THelping you to understand your retirement options
A defined benefit pension is a type of pension scheme that provides a guaranteed
income for life based on a formula that takes into account your salary and length
of service. In other words, the amount you receive in retirement is predetermined
and not based on the performance of investments or the amount of money you
contribute to the pension plan.
In a defined benefit pension scheme, your employer takes on the investment risk
and is responsible for ensuring that there are sufficient funds to meet the
promised pension benefits. Contributions are made by both you and your employer,
but the employer is typically responsible for funding any shortfall in the pension
fund.
The amount of your pension benefit is calculated based on a formula that takes
into account factors such as your salary and years of service.

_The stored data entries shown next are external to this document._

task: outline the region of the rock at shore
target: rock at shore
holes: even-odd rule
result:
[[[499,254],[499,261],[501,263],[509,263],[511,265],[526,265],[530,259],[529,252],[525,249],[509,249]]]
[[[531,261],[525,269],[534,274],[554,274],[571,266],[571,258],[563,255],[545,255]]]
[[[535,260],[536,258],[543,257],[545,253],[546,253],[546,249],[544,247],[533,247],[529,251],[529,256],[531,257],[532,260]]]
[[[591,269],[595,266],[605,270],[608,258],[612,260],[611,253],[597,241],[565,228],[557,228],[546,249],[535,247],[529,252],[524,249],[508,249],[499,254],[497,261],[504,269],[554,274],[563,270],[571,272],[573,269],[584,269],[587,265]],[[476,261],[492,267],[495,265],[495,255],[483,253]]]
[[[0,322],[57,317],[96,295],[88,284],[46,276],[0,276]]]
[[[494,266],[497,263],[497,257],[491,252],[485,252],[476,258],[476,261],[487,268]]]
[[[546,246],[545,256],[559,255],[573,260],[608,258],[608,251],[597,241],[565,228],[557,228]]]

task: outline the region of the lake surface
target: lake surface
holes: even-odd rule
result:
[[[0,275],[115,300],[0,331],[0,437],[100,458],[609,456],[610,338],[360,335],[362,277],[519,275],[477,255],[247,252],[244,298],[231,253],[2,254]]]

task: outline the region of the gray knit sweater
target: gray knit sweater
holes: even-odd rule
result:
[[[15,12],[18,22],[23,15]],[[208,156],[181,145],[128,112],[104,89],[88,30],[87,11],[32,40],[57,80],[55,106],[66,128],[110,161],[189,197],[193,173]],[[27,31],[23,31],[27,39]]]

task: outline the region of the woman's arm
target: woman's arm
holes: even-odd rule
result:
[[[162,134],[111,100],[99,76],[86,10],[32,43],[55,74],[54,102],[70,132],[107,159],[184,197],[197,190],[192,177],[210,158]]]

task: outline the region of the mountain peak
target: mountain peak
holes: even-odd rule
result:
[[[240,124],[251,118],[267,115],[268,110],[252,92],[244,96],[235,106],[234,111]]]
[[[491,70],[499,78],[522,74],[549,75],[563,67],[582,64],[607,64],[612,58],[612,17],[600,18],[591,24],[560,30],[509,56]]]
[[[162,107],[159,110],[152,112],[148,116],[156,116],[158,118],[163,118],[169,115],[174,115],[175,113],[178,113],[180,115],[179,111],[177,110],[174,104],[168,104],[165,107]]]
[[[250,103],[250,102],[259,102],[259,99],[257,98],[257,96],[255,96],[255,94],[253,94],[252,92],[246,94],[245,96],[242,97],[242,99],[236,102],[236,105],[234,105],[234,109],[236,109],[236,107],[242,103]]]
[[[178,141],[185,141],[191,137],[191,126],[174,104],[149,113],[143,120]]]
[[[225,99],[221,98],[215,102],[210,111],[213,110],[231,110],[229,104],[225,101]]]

For example, a
common formula might be 1/60th of your final salary for each year of service.
So, if you had 30 years of service and a final salary of £50,000, your annual
pension benefit would be £25,000 (30/60 x £50,000).
When you retire, you can choose to receive your pension benefits either as a
regular income or as a lump sum. The amount of your pension benefit is usually
adjusted each year to account for inflation, so you are protected against rising
prices in retirement.
Overall, a defined benefit pension provides greater certainty and security than
a defined contribution pension, as your retirement income is guaranteed regardless
of market performance. However, they are becoming increasingly rare and are
mostly offered to public sector employees.